Joining business and Africa's development
Joining business and Africa's development
To realize the ambitious goals of the New Partnership for Africa's Development, governments must forge solid partnerships with African businesspeople, says the president of the African Union, Mr. Alpha Oumar Konaré. "We strongly believe in the African private sector," the former president of Mali told a conference on business support for NEPAD held in Johannesburg, South Africa, in December 2003. "Without its help, we cannot achieve great things."
African business leaders have often argued the same thing. "Harnessing the expertise and entrepreneurial spirit of the business community is crucial for mobilizing the capital, technology and human skills we need to ensure that NEPAD's bold vision for a new Africa becomes a reality," said Mr. Alhaji Bamanga Tukur, head of a Nigerian shipping company and executive president of the African Business Roundtable (ABR), at a conference in Tunisia on 25 June 2004.
Speaking just a few days later at the first African Union private sector forum in Addis Ababa, Ethiopia, Mr. Tukur emphasized that public-private partnerships between governments and businesses can have practical benefits for everyone. With limited foreign aid and other sources of public financing for infrastructure investments, he said, "public-private partnerships provide the only means for building the roads, the power and the water supplies that not only improve living standards but also provide the basic infrastructure for profitable business that creates wealth, jobs and hope for a better future."
More business engagement can also help prepare African countries to take better advantage of opportunities in the global marketplace, says the UN's Special Adviser on Africa, Under-Secretary-General Ibrahim Gambari. "A true and growing private sector would enhance competitive forces and promote competitiveness," he told the Johannesburg conference.
From ignorance to opportunity
Like other sectors of the African public, business leaders have had mixed reactions to NEPAD. They have been encouraged by the plan's emphasis on private investment - the document approved by African leaders in 2001 mentions the private sector more than 20 times. However, notes Mr. Peter Ondeng, managing director of the Kenya NEPAD Business Group, the plan was initially developed "without the necessary consultations that would have enabled a broader ownership of the vision."

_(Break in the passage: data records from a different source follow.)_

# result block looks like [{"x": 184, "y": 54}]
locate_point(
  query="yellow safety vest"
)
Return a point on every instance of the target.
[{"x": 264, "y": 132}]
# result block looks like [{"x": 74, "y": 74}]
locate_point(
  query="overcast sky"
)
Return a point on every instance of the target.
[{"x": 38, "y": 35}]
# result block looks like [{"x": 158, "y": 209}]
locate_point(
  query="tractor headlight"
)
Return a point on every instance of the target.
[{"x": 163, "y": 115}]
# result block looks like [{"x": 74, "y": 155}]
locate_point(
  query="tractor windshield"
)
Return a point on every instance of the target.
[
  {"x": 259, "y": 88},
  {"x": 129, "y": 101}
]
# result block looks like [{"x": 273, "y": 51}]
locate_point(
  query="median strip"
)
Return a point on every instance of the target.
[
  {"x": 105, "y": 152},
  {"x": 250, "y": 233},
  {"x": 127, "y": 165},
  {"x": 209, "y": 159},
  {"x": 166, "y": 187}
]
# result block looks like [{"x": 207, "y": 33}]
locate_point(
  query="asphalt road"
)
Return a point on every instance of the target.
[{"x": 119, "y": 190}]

As a result, many entrepreneurs still do not understand how they can become involved. "Even a cursory survey of the level of knowledge and information about NEPAD among the business community shows that it is very low," observes Mr. Steve Godfrey, director of the Commonwealth Business Council, which represents more than 4,000 businesses, more than half of them African or operating in Africa.
In 2004, PricewaterhouseCoopers, an international investment-services company, interviewed nearly 250 business heads in Kenya, Tanzania and Uganda. It found that only 38 per cent of the chief executives believed that NEPAD will succeed and that 32 per cent thought it is unlikely to succeed (the remainder were undecided). Most thought the biggest obstacles facing NEPAD were poor and corrupt political leadership, war and trade barriers. "The private sector," commented the survey, "recognizes the potential benefits of NEPAD. However, NEPAD must make a greater effort to build awareness of its goal."

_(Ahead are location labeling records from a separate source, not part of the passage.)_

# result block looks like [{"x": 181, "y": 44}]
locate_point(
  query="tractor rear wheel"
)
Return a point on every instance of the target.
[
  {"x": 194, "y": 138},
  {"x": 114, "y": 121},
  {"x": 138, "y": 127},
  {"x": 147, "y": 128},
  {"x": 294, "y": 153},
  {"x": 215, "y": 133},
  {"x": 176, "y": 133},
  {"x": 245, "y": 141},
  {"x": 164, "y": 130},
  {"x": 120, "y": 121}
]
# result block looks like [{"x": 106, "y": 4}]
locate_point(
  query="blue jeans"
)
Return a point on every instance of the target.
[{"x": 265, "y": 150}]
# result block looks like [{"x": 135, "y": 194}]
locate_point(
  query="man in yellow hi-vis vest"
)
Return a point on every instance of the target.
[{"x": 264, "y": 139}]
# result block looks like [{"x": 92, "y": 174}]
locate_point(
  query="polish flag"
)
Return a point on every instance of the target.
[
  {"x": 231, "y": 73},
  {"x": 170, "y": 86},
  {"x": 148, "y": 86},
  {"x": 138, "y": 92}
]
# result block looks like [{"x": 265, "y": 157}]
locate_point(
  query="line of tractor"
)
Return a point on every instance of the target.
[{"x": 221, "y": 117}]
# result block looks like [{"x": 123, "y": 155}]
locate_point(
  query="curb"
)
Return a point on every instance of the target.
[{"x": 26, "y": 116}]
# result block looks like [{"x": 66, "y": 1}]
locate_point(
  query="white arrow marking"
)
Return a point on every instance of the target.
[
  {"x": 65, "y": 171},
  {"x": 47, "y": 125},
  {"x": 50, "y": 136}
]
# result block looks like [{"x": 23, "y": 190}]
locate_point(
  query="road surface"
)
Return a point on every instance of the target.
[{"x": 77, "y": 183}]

A start is already being made. The African Business Roundtable, which was established more than a decade ago as a forum for dialogue between private businesses and national and international financial institutions, in 2002 set up the NEPAD Business Group (NBG), a coalition of international business organizations and groups of African businesses. The ABR has named a liaison person to work directly with the NEPAD Secretariat in South Africa. Both the ABR and the NBG have been organizing numerous conferences and forums across Africa to publicize NEPAD and highlight the potential avenues for private investment in sectors that are high NEPAD priorities.
Long-term perspective
These meetings also provide opportunities for African business leaders to air their complaints and urge governments to adopt policies to encourage the private sector. At the Johannesburg event, for example, speakers pointed to problems of red tape, corruption and inequitable practices in world trade.
Some African governments are still uncertain about working with the private sector, Mr. Tukur noted in Tunisia, and "only pay lip service to the important role that a thriving indigenous private sector plays." He urged them to adopt policies that match their pronouncements. Similarly, Mr. Samuel Dossou-Aworet, president of Petrolin, an African oil company, insists that governments give more responsibility to African businesspeople, "who, by their active engagement, deserve to be partners of choice of the African Union and NEPAD."
At some meetings, participants have also pointed to the shortcomings and weaknesses of the African private sector, including limited capital, diverse interests and weak management capacity. Others, noting that NEPAD's basic focus is on long-term development, advised their colleagues to look beyond the possibility of quick profits.
Ms. Joan Guriras, director of a Namibian advertising company, told other executives at the Johannesburg conference that they should think not just about their shareholders' returns, but also about how they can plough back more into Africa's development. "We need a greater relationship and partnership in assisting governments to achieve some of their objectives," she said. "Businesspeople need to think of development as more of a long-term plan than they do."